Duplicate content

Duplicate content generally refers to substantive blocks of content within or across domains that either completely match other content or are appreciably similar. Mostly, this is not deceptive in origin. Examples of non-malicious duplicate content could include:

  • Discussion forums that can generate both regular and stripped-down pages targeted at mobile devices
  • Store items shown or linked via multiple distinct URLs
  • Printer-only versions of web pages
However, in some cases, content is deliberately duplicated across domains in an attempt to manipulate search engine rankings or win more traffic. Deceptive practices like this can result in a poor user experience, when a visitor sees substantially the same content repeated within a set of search results.

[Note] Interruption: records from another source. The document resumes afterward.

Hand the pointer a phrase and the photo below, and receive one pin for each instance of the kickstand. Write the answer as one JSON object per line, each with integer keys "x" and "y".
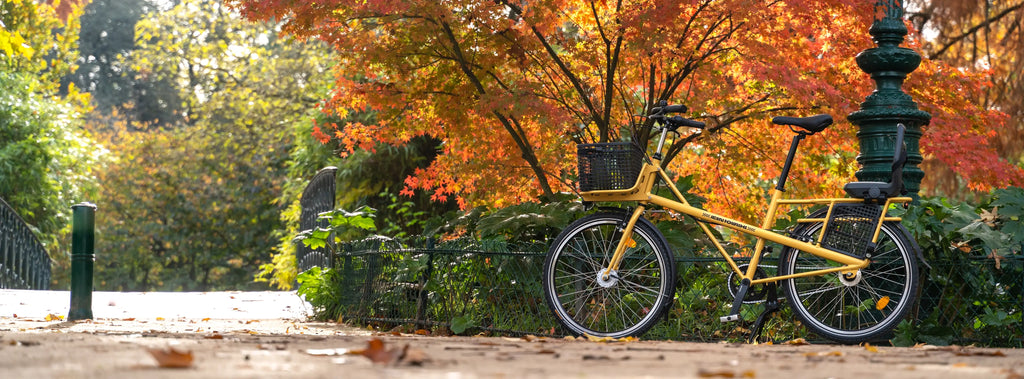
{"x": 771, "y": 306}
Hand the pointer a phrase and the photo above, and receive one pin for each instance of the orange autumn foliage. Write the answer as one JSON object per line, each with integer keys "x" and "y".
{"x": 511, "y": 86}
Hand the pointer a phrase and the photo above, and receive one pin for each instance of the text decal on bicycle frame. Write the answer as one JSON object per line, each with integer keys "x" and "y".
{"x": 728, "y": 221}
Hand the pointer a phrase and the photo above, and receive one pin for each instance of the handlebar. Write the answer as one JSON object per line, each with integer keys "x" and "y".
{"x": 660, "y": 112}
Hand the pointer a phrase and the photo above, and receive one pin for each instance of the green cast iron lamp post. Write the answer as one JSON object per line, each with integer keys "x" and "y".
{"x": 888, "y": 104}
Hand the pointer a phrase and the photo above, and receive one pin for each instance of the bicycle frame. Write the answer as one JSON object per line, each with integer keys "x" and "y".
{"x": 651, "y": 172}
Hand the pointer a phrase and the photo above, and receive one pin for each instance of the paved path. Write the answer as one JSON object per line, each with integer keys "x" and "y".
{"x": 264, "y": 335}
{"x": 168, "y": 305}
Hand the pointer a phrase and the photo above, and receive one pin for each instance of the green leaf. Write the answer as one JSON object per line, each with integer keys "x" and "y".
{"x": 461, "y": 324}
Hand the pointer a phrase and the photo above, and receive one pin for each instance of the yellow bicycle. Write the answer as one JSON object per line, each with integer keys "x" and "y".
{"x": 849, "y": 270}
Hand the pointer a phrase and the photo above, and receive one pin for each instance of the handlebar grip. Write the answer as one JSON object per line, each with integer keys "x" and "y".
{"x": 693, "y": 124}
{"x": 675, "y": 109}
{"x": 663, "y": 109}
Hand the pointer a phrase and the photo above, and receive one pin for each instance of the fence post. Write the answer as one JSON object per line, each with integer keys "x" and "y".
{"x": 82, "y": 258}
{"x": 421, "y": 304}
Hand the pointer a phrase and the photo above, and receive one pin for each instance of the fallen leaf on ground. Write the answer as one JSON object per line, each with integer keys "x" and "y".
{"x": 171, "y": 358}
{"x": 701, "y": 373}
{"x": 823, "y": 353}
{"x": 23, "y": 343}
{"x": 413, "y": 356}
{"x": 966, "y": 352}
{"x": 377, "y": 353}
{"x": 327, "y": 351}
{"x": 610, "y": 339}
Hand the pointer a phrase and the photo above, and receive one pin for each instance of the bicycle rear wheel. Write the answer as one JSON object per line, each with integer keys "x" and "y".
{"x": 631, "y": 300}
{"x": 862, "y": 307}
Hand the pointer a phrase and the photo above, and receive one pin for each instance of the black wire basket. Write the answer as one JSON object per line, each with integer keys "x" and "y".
{"x": 608, "y": 166}
{"x": 851, "y": 227}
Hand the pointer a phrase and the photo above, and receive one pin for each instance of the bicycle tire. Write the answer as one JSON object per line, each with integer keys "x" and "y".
{"x": 627, "y": 305}
{"x": 864, "y": 308}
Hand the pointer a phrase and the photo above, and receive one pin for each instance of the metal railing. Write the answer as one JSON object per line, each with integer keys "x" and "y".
{"x": 24, "y": 262}
{"x": 316, "y": 198}
{"x": 496, "y": 287}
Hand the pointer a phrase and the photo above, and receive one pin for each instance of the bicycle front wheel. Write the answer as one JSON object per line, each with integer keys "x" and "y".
{"x": 864, "y": 306}
{"x": 626, "y": 303}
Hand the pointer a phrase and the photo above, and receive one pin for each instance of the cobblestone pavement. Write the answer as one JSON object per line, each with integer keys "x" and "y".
{"x": 265, "y": 335}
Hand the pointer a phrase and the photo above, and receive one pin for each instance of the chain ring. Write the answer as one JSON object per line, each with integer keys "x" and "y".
{"x": 756, "y": 294}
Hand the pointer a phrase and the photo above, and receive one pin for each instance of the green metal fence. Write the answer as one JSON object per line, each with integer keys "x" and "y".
{"x": 495, "y": 287}
{"x": 24, "y": 262}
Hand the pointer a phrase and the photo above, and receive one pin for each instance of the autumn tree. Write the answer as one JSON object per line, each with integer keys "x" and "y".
{"x": 985, "y": 37}
{"x": 108, "y": 32}
{"x": 510, "y": 86}
{"x": 44, "y": 155}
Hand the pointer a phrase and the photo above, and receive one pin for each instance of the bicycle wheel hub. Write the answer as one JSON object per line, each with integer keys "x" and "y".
{"x": 607, "y": 281}
{"x": 850, "y": 280}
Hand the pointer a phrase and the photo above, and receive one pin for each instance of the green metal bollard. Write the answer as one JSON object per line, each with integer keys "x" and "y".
{"x": 889, "y": 65}
{"x": 82, "y": 258}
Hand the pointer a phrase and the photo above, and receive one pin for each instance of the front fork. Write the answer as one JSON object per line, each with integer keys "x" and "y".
{"x": 624, "y": 243}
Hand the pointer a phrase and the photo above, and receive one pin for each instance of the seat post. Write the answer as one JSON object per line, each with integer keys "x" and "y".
{"x": 788, "y": 161}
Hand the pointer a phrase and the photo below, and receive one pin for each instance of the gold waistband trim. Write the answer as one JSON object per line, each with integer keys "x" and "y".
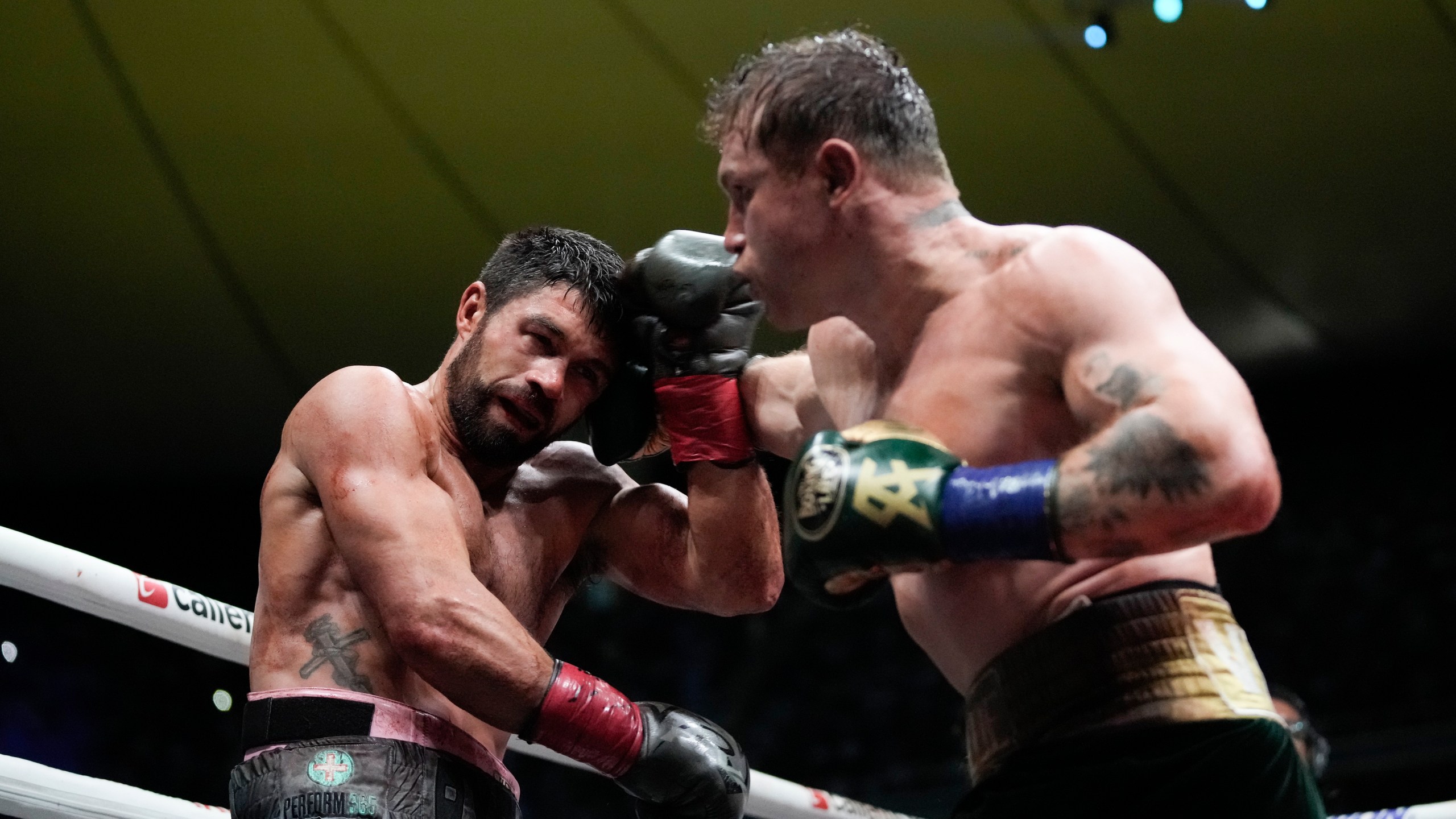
{"x": 1145, "y": 657}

Google tries hard to index and show pages with distinct information. This filtering means, for instance, that if your site has a "regular" and "printer" version of each article, and neither of these is blocked in robots.txt or with a noindex meta tag, we'll choose one of them to list. In the rare cases in which Google perceives that duplicate content may be shown with intent to manipulate our rankings and deceive our users, we'll also make appropriate adjustments in the indexing and ranking of the sites involved. As a result, the ranking of the site may suffer, or the site might be removed entirely from the Google index, in which case it will no longer appear in search results.
There are some steps you can take to proactively address duplicate content issues, and ensure that visitors see the content you want them to.
  • Consider blocking pages from indexing: Rather than letting Google's algorithms determine the "best" version of a document, you may wish to help guide us to your preferred version. For instance, if you don't want us to index the printer versions of your site's articles, disallow those directories or make use of regular expressions in your robots.txt file.
  • Use 301s: If you've restructured your site, use 301 redirects ("RedirectPermanent") in your .htaccess file to smartly redirect users, Googlebot, and other spiders. (In Apache, you can do this with an .htaccess file; in IIS, you can do this through the administrative console.)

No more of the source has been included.